-
Notifications
You must be signed in to change notification settings - Fork 10
Device Pool and Task Pool
v1.3.1: Task(not a future but can compute in a future time), TaskPool(producer) and DevicePool(consumers) features were added.
Task
Not to be confused with opencl-task, this is just another way of executing kernels. Instead of computing a kernel directly as
data00.nextParam(data01).compute(...);
operation can be saved for later as
ClTask task = data00.nextParam(data01).task(1, "test", testGlobalSize,testLocalSize);
with same parameters as compute() except number cruncher parameter. ClNumberCruncher instance is used only when computing a task as
task.compute(numberCruncher);
task.compute(numberCruncher); // can be repeated, does not destroy itself
here, ClTask instance is an instance of parameter+kernel config frozen even if parameter fields are changed later. So multiple different tasks can be created from same parameters but with some of fields changed each time. Choosing different compute-id for each same kernel name, uses a different kernel instance in background, to increase many-kernel scheduling performance, with help of less clSetKernelArg() calls.

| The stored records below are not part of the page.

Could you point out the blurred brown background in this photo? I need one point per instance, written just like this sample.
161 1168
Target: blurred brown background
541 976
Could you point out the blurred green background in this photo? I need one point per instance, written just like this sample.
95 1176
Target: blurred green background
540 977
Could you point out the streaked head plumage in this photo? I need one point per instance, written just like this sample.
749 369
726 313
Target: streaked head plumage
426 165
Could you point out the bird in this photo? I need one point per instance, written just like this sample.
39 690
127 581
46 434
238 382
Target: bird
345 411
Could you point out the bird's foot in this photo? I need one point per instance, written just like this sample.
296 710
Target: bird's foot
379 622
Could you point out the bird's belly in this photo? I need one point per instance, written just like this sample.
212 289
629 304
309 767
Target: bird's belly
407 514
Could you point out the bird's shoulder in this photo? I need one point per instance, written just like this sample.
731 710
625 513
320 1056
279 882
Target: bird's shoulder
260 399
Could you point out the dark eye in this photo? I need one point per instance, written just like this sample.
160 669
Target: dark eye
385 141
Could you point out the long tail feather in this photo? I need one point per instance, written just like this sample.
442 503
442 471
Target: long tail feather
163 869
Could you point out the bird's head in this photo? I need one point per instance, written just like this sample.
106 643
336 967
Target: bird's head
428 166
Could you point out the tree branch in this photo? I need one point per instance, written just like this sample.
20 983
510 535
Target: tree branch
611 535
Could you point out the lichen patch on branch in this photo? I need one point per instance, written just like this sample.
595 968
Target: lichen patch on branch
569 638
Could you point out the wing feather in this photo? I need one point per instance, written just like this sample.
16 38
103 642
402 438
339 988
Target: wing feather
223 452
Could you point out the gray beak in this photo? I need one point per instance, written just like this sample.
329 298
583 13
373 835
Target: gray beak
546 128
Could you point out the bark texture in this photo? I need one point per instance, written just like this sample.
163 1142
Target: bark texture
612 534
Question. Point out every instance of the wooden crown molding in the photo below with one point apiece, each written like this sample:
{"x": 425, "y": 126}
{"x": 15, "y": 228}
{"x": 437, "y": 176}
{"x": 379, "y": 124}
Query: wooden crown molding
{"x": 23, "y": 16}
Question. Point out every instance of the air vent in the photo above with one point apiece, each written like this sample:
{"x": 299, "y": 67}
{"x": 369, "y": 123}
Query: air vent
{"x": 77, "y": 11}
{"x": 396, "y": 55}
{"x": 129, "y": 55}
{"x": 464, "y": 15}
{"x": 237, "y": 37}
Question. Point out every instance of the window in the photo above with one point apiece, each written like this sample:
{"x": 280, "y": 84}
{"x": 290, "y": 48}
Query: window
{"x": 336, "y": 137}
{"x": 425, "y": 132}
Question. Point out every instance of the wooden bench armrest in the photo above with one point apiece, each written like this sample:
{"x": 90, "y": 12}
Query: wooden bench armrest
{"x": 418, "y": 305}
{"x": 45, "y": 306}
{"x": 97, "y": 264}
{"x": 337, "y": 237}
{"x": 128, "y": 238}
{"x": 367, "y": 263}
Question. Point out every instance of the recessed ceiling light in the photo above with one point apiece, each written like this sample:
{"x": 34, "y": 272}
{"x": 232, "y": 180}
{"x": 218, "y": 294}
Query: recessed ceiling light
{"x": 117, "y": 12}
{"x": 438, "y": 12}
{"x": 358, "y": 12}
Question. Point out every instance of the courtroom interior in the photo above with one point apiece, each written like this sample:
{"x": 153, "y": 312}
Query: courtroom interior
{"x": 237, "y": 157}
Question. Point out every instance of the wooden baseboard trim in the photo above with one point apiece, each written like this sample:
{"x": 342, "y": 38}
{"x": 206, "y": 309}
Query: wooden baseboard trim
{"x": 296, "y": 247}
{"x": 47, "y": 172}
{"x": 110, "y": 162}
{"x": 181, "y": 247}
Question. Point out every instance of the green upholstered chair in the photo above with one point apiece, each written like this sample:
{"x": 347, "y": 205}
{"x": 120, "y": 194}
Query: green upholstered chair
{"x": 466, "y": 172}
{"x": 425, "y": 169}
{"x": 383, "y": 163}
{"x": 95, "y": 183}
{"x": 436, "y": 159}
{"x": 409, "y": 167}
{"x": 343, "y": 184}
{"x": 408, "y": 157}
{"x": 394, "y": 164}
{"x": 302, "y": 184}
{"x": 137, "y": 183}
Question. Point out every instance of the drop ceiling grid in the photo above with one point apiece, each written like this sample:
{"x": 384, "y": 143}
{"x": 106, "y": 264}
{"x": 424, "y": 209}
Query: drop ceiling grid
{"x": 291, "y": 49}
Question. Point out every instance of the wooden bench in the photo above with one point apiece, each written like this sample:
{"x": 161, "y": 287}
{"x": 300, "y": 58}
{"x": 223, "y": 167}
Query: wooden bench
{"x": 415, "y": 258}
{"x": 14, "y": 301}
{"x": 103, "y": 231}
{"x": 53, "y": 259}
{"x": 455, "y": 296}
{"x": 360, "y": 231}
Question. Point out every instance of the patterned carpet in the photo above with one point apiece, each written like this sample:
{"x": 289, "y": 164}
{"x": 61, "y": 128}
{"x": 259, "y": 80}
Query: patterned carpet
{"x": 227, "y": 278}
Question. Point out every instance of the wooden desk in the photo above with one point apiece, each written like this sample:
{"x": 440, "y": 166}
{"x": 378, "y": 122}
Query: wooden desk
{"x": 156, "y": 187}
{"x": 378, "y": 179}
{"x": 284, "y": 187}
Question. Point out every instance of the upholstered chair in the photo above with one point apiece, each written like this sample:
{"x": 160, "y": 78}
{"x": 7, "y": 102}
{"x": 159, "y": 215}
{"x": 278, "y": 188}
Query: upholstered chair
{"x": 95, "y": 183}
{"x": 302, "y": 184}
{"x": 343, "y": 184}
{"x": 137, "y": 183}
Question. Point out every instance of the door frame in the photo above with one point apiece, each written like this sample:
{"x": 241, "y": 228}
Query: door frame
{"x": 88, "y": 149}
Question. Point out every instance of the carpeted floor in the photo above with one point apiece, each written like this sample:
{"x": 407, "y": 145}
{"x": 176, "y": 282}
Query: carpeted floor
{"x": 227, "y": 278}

ClTask task = data00.nextParam(data01).task(1, "test", testGlobalSize,testLocalSize);
data01.read=false;
ClTask taskNoRead = data00.nextParam(data01).task(1, "test", testGlobalSize,testLocalSize);
data00.write=false;
ClTask taskNoReadWrite = data00.nextParam(data01).task(1, "test", testGlobalSize,testLocalSize);
task.compute(numCruncher); // read+write both arrays
taskNoRead.compute(numCruncher); // read only first array
taskNoReadWrite.compute(numCruncher);// write only second array and read only first array
TaskPool and Device Pool
From ClTask instances, a ClTaskPool is built. ClTaskPool is used for grouping ClTask instances to be able to repeat all of them easily from client code and reset anytime it is needed to revert back to original position of task instance to execute. It is also used by ClDevicePool instance for computing many non-separable kernels with a greedy work scheduler between multiple GPUs. Task pool acts as a source for "producer", devices act as a "consumer", to finish all kernels quicker than a single GPU, using fine grained control logic supported by OpenCL 1.2 's callback feature.

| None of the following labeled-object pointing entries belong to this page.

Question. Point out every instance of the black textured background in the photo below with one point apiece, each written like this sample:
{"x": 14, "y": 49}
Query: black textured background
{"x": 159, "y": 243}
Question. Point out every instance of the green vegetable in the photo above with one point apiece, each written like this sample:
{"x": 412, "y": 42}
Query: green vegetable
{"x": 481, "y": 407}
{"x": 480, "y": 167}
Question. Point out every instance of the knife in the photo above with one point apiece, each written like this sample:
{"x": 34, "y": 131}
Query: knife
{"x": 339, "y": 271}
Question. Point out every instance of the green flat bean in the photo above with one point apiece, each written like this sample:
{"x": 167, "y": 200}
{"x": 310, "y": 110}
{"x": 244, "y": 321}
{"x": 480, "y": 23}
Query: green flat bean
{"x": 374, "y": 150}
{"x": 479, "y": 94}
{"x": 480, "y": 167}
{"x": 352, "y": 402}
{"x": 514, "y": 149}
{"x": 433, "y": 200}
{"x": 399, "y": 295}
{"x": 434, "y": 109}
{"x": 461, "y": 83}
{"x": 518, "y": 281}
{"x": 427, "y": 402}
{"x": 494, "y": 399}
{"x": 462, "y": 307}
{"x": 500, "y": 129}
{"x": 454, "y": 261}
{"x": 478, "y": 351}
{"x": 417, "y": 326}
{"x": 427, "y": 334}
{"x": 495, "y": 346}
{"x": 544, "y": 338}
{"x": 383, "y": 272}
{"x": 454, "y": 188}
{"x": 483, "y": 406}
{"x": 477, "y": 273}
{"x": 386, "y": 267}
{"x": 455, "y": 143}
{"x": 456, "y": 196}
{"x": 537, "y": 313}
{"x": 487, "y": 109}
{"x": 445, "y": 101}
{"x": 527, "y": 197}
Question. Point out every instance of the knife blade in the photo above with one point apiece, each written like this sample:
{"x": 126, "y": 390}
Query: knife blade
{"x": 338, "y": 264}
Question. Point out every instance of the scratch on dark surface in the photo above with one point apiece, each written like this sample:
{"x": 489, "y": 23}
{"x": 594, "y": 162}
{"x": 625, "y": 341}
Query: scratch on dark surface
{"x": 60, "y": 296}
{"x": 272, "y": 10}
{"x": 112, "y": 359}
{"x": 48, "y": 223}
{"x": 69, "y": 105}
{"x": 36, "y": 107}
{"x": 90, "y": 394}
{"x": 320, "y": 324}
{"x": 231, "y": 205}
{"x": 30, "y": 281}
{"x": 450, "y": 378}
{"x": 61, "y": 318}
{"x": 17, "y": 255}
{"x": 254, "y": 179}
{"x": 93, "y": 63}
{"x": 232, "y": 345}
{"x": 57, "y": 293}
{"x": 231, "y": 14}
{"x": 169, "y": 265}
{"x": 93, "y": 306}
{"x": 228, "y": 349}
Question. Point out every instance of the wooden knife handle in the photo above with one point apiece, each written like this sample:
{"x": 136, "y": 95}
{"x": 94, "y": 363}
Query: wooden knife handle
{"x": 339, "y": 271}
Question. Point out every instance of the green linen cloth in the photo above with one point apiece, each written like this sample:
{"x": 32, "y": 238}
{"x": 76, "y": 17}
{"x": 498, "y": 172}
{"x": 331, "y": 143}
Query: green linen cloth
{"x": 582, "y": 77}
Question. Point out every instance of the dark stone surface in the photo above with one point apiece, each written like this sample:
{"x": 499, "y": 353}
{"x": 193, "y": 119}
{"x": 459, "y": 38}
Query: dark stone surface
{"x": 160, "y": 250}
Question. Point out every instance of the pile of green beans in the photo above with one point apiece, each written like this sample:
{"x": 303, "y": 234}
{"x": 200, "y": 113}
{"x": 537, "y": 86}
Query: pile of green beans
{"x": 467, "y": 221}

Due to single-producer+multiple-consumer algorithm's multi-thread nature, a kernel may be issued by any device in the pool. There is no guaranteed order of kernel execution nor order of device execution. As soon as a device becomes available, it can start computing; as soon as a task is fed to pool, it can start being computed, all multi-threadedly possible.
Preparing task pool:
int testSize = 1024*8; // size of each kernel
int testTiles = 30; // number of different kernels, arrays (and tasks), takes 30-40 seconds to compile 30 kernels
ClArray<float> []data00 = new ClArray<float>[testTiles];
ClArray<float>[] data01 = new ClArray<float>[testTiles];
for (int i = 0; i < testTiles; i++)
{
data00[i] = new ClArray<float>(testSize); data00[i].write = false; data00[i].read = false;
data01[i] = new ClArray<float>(testSize); data01[i].write = false; data01[i].read = false;
}
ClTaskPool taskPool = new ClTaskPool();
for (int i = 0; i < testTiles; i++)
{
ClTask task = data00[i].nextParam(data01[i]).task(1, "test"+i.ToString(), testSize,64);
taskPool.feed(task);
}
taskPool.reset();
preparing device pool:
string copy = @"
__kernel void test@@v(__global float *data,__global float *data2)
{
int id=get_global_id(0);
float f=2.0f+data2[id];
for(int i=0;i<350;i++)
f=sin(cos(f));
data[id]+=f;
}
";
// "multiple kernel instances" feature has not been added yet
// so to produce multiple kernels doing same algorithm:
StringBuilder sbRes = new StringBuilder(@"");
for(int i=0;i< testTiles;i++)
{
sbRes.AppendLine(copy.Replace("@@v",i.ToString()));
}
// only compute-at-will mode is supported for now (and true = fine grained mode is also supported)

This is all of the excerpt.